There’s an entire second half to [Khoa Dinh]’s write-up, detailing the discovery of a deserialization bug in one of those endpoints, that also uses a clever type-confusion sort of attack. The end result was remote code execution on the SharePoint target, with a single, rather simple request. Microsoft rolled out patches to fix the exploit chain. The problem is that Microsoft often opts to fix vulnerabilities with minimal code changes, often failing to fix the underlying code flaws. This apparently happened in this case, as the authentication bypass fix could be defeated simply by adding yet another parameter to the URL.
These bypasses were found in the wild on July 19th, and Microsoft quickly confirmed. The next day, the 20th, Microsoft issued an emergency patch to address the bypasses.

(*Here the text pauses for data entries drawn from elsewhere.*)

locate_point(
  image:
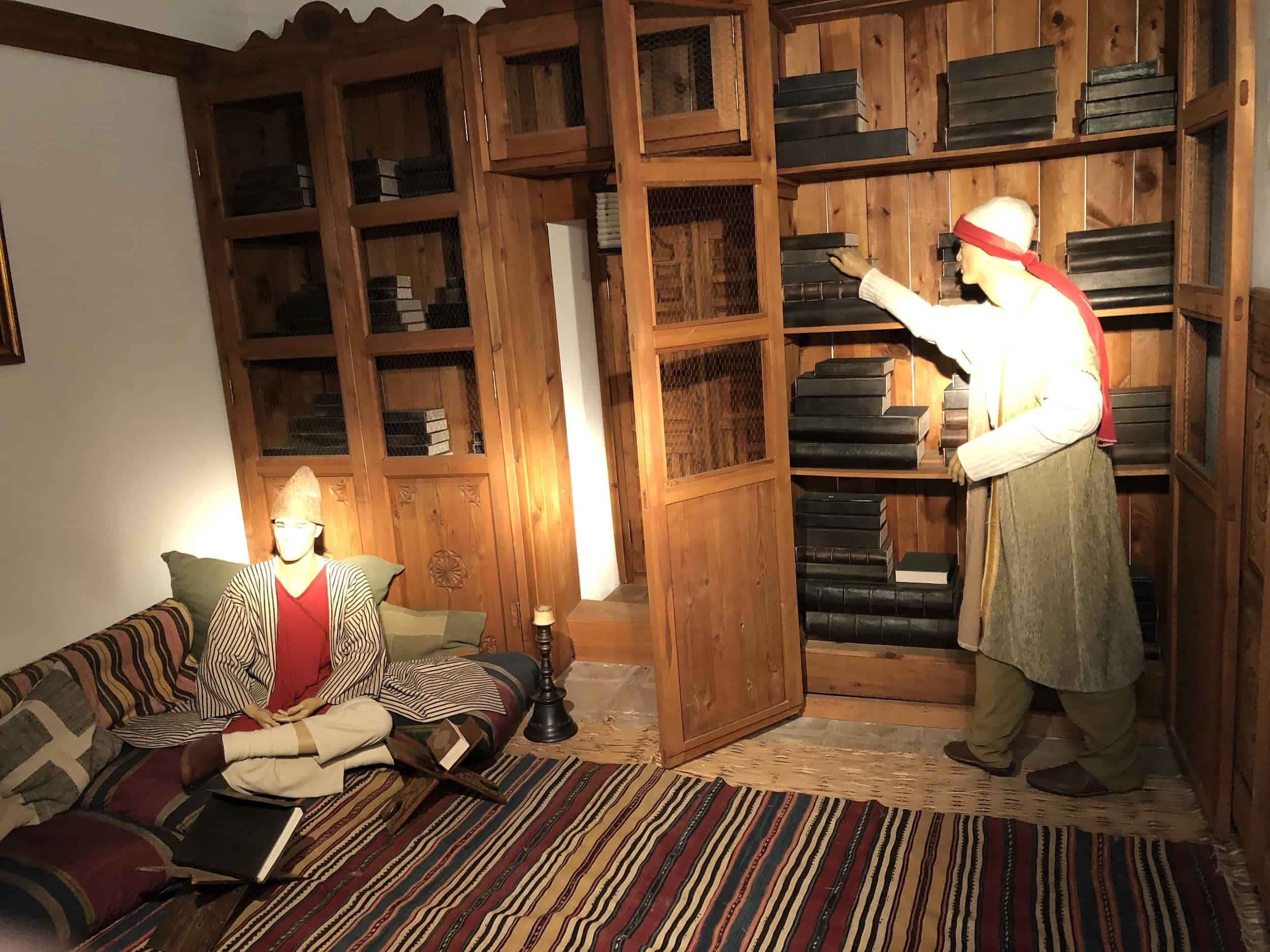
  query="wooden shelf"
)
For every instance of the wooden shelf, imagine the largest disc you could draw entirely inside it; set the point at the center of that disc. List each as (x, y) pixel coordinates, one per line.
(933, 469)
(985, 155)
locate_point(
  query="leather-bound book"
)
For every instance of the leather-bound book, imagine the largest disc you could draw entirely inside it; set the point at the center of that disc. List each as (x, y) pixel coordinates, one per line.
(887, 598)
(858, 456)
(880, 630)
(900, 424)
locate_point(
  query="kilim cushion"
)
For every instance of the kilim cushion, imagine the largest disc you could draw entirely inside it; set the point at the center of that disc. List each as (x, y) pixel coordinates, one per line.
(140, 666)
(74, 875)
(50, 749)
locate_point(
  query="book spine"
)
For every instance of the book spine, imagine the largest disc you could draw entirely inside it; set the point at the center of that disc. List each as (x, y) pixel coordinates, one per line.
(879, 630)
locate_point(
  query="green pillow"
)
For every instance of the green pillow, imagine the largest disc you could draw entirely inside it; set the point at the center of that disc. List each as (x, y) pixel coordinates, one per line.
(199, 583)
(412, 634)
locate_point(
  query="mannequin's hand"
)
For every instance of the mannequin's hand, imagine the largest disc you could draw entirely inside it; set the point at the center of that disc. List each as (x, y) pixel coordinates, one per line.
(300, 711)
(850, 262)
(261, 716)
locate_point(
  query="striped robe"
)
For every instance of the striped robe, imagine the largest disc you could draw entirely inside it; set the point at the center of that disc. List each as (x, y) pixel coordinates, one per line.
(238, 666)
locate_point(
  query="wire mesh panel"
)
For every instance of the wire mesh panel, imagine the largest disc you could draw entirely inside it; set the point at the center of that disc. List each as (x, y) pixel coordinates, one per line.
(398, 138)
(703, 250)
(431, 404)
(299, 410)
(691, 80)
(544, 90)
(263, 151)
(416, 277)
(281, 286)
(713, 408)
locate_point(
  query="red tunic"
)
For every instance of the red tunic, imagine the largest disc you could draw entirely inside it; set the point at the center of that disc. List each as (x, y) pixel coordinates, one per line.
(303, 650)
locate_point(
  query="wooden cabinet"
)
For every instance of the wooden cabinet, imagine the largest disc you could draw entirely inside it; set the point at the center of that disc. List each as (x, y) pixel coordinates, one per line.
(544, 92)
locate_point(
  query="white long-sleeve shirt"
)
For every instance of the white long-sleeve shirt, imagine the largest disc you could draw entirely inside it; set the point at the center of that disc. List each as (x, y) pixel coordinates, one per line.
(1071, 403)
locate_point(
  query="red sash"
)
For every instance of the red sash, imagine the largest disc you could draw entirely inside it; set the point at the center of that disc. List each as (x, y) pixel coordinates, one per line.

The live exploitation appears to be coming from a set of Chinese threat actors, with a post-exploitation emphasis on stealing data and maintaining access. There seem to be more than 400 compromised systems worldwide, with some of those being rather high profile.
The Initramfs Encryption Bypass
While Linux enthusiasts have looked at Secure Boot with great skepticism ever since Microsoft and hardware vendors worked together to roll out this security feature, the modern reality is that Linux systems depend on it for their security assurances as well. An encrypted hard drive is of limited use if the elements used to decrypt the drive are compromised. Imagine a kernel or GRUB with a hidden backdoor, that modifies the system once the decryption password has been entered. There’s a new, interesting attack described earlier this month, that targets the initramfs.
Let’s take a quick detour to talk about how a Linux machine boots. At power start, the machine’s firmware does the Power On Self Test (POST), and then loads a UEFI payload from the hard drive. In the case of Linux, this is the shim, a first stage bootloader that then boots a signed GRUB image. GRUB then loads a signed Linux kernel and the initramfs image, which is nothing more than a compressed, minimal filesystem. It usually contains just the barest essentials to start the boot process and switch to the real root filesystem.
You may have noticed something missing in that description: The initramfs image isn’t signed. This is often built by the end-user with each new kernel, and so can’t be signed by the Linux distribution. The possibility of modifying the initramfs isn’t a new idea, but what this research adds is the observation that many distros provide a debug shell when the wrong encryption password is given several times in a row. This is quickly accessible to an attacker, and that debug shell does have access to the initramfs. A very quick “evil maid” attack is to boot the machine, fail the password several times to launch the debug shell, and install a malicious initramfs from there.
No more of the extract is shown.